This log is necessary to restore the final translation.

You can set --handle-numbers if you want to apply special handling to numbers.
Translate the replaced test data with the trained NMT model.

We recommend that you ensemble several models because it normally
leads to the better attention.

Restore the final translation with the following command.

 unk-rep restore \
     --translation /path/to/translation \
     --orig-input /path/to/original/input \
     --replaced-input /path/to/replaced/input \
     --output /path/to/save/final/translation \
     --lex-e2f /path/to/target/to/source/lex/dict \
     --lex-f2e /path/to/source/to/target/lex/dict \
     --replace-log /path/to/replace/log \
     --attention /path/to/attention \
     --lex-backoff

--lex-backoff enables the use of the lexical translation tables
when the replacement memory does not contain the queried entry.
We recommend that you enable this.

JSON file is supported for attention.
It should look like

 [
    [
       [0.2, 0.4, ..., 0.2],
       [0.5, 0.1, ..., 0.01],
               ...
       [0.04, 0.3, ..., 0.2]
    ],
    ...
    [
        ... 
    ]
 ]

, where it contains a list of attention for all input sentences.
Alternatively, you can specify the file obtained by --rich_output_filename in knmt.
You can set --handle-numbers if you want to apply special handling to numbers.

Advanced Usage

Hybrid of BPE and Replacement Based Method

You can also choose to use BPE to segment unknown words
that are not handled by the replacement based method.

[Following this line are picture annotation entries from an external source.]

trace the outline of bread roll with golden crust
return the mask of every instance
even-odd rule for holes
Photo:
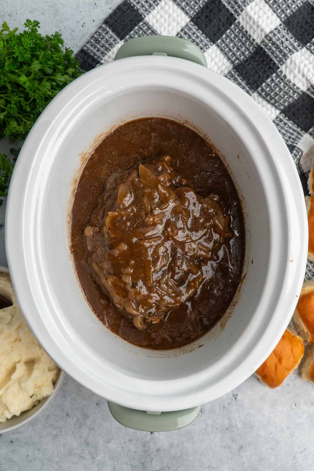
[[[307,352],[301,370],[301,377],[303,380],[314,382],[314,345],[312,345]]]
[[[314,281],[303,284],[292,319],[302,339],[314,342]]]
[[[304,353],[302,339],[287,329],[277,345],[255,374],[268,388],[281,386],[298,365]]]

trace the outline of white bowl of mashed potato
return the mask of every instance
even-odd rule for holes
[[[3,299],[2,299],[3,298]],[[48,406],[64,374],[36,340],[20,310],[8,270],[0,267],[0,433],[26,423]]]

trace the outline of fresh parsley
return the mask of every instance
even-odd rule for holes
[[[0,30],[0,137],[23,139],[50,100],[81,74],[60,32],[44,36],[38,21]]]
[[[14,164],[4,154],[0,154],[0,197],[8,195],[8,184],[13,171]],[[3,200],[0,199],[0,206]]]
[[[54,97],[81,73],[60,32],[42,36],[39,22],[28,19],[24,26],[17,33],[5,21],[0,30],[0,138],[10,142],[24,139]],[[14,162],[19,151],[11,149]],[[0,197],[7,196],[13,167],[0,154]]]

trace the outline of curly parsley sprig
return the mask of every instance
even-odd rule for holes
[[[39,22],[29,19],[24,26],[17,33],[5,21],[0,30],[0,138],[11,142],[24,139],[54,97],[81,73],[60,32],[42,36]],[[0,154],[0,196],[6,195],[13,165]]]

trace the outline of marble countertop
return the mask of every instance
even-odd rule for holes
[[[2,0],[0,19],[42,33],[60,29],[77,51],[120,0]],[[9,146],[0,142],[0,153]],[[0,265],[6,264],[0,208]],[[271,390],[254,377],[202,406],[190,426],[165,433],[126,429],[106,401],[66,376],[51,403],[0,434],[0,471],[310,471],[314,469],[314,386],[297,372]]]

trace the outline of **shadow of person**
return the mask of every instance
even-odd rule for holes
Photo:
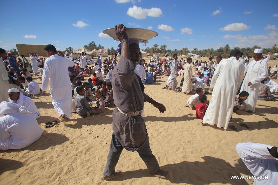
[[[5,171],[18,169],[23,166],[22,162],[0,158],[0,175]]]
[[[193,116],[192,114],[188,114],[183,115],[182,116],[178,117],[160,117],[149,116],[143,117],[145,121],[163,121],[164,122],[171,122],[172,121],[188,121],[189,120],[198,119],[196,116]]]
[[[1,151],[0,153],[20,152],[25,150],[32,151],[43,150],[51,146],[61,145],[69,140],[63,135],[53,132],[48,133],[44,130],[40,138],[30,146],[21,149],[10,150],[3,151]]]
[[[183,161],[161,166],[162,170],[170,171],[169,176],[165,180],[171,183],[184,183],[203,185],[211,183],[230,184],[234,185],[248,185],[244,180],[231,179],[231,175],[240,175],[240,173],[252,174],[240,158],[234,167],[225,160],[210,156],[201,157],[204,161]],[[125,172],[124,175],[109,181],[120,181],[135,178],[152,176],[148,169]]]

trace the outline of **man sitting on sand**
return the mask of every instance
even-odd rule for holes
[[[195,110],[196,106],[199,102],[199,97],[201,95],[203,95],[204,92],[203,89],[200,87],[198,87],[196,89],[196,94],[192,95],[190,97],[186,102],[186,105],[185,107],[189,107],[192,110]]]
[[[10,89],[8,94],[9,101],[25,107],[32,112],[36,119],[40,118],[40,113],[32,99],[20,92],[17,89]]]
[[[40,93],[40,88],[39,84],[36,82],[33,81],[33,78],[31,76],[26,78],[26,80],[28,82],[28,88],[24,90],[31,94],[36,95]]]
[[[0,150],[20,149],[40,138],[44,130],[24,107],[3,101],[0,103]]]

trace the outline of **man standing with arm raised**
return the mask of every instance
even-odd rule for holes
[[[61,117],[61,121],[66,121],[67,118],[71,117],[72,91],[68,68],[74,66],[74,63],[59,56],[53,45],[47,45],[44,50],[49,58],[44,63],[41,90],[45,95],[49,83],[54,108]]]
[[[152,104],[163,113],[166,109],[146,94],[140,77],[134,72],[139,61],[139,43],[129,40],[125,27],[115,26],[115,31],[121,42],[117,48],[121,51],[119,63],[113,71],[112,78],[114,102],[112,125],[114,131],[103,179],[108,180],[123,175],[116,172],[115,167],[124,148],[137,151],[152,175],[165,178],[169,171],[160,169],[157,160],[152,153],[145,122],[140,115],[144,102]]]

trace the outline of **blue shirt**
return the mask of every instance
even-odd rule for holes
[[[146,73],[146,79],[145,82],[147,84],[152,84],[154,83],[154,80],[153,78],[154,76],[151,72],[147,72]]]

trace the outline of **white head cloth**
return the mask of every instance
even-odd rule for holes
[[[263,50],[261,49],[255,49],[254,52],[255,53],[262,53]]]
[[[0,103],[0,115],[9,114],[17,113],[20,114],[32,113],[25,107],[20,106],[16,103],[5,101]]]
[[[9,89],[9,90],[8,91],[8,92],[19,92],[19,90],[17,89],[16,88],[12,88],[12,89]]]

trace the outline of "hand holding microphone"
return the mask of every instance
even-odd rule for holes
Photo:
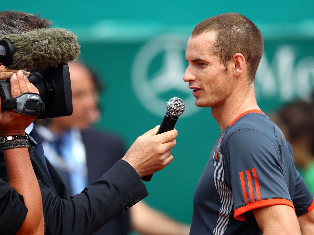
[[[180,98],[173,97],[167,102],[166,108],[167,112],[160,124],[157,134],[174,129],[179,116],[185,110],[185,104]],[[152,174],[145,175],[141,178],[144,181],[150,181],[152,176]]]

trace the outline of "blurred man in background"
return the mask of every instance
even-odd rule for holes
[[[57,169],[70,195],[79,193],[110,169],[123,157],[125,149],[118,136],[92,127],[100,115],[98,104],[102,86],[96,74],[82,63],[68,65],[72,114],[49,119],[46,126],[36,125],[36,128],[46,157]],[[188,234],[189,226],[174,221],[144,201],[128,211],[95,234],[123,235],[132,230],[144,235]]]

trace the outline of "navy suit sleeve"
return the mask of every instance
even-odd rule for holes
[[[46,235],[92,234],[148,195],[134,168],[122,160],[80,194],[64,199],[39,181]]]
[[[16,234],[27,213],[23,196],[0,179],[0,233]]]

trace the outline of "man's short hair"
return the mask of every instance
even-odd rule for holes
[[[215,33],[212,52],[219,58],[226,70],[233,55],[241,53],[248,66],[248,81],[254,82],[264,48],[262,33],[257,27],[242,15],[226,13],[200,22],[193,29],[191,37],[210,32]]]
[[[0,38],[38,29],[47,29],[52,24],[52,22],[41,18],[38,14],[12,11],[0,12]]]

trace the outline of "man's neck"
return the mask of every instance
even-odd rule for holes
[[[212,107],[212,114],[222,132],[228,125],[242,113],[252,109],[260,110],[257,104],[254,84],[246,92],[234,92],[221,105]]]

Note: You cannot apply special handling of numbers if you use BPE as a backoff!

Build word and BPE vocabulary
You first build word and BPE vocabulary separately.
You can first build word vocabulary with the aforementioned command.
To build BPE vocabulary you can use the following command.

 unk-rep build-vocab \
     bpe \
     --source-file /path/to/source/training/data \
     --target-file /path/to/target/training/data \
     --src-vocab-size 50000 \
     --tgt-vocab-size 50000 \
     --output-file /path/to/bpe/vocab/file

Combine word and BPE vocabulary
Assuming that you already have word vocabulary saved in /path/to/word/vocab/file,
combine word and BPE vocabulary with the following command.

 unk-rep combine-word-and-bpe-vocab \
     --bpe-voc /path/to/bpe/vocab/file \
     --word-voc /path/to/word/vocab/file \
     --output /path/to/combined/vocab/file \

Replace unknown words in the training data with the
following command.

 unk-rep replace-parallel \
     ...
     --vocab /path/to/combined/vocab/file \
     --memory /path/to/save/replacement/memory \
     --replace-type multi \
     --bpe-vocab /path/to/bpe/vocab/file
     --back-off bpe

You need to set --back-off to bpe.

Translate the replaced input

Replace unknown words in the test data with the following command.

 unk-rep replace-input \
     ...
     --bpe-vocab /path/to/bpe/vocab/file
     --back-off bpe

You need to set --back-off to bpe.

Translate the replaced test data with the trained NMT model.
Restore the final translation with unk-rep restore like the basic usage.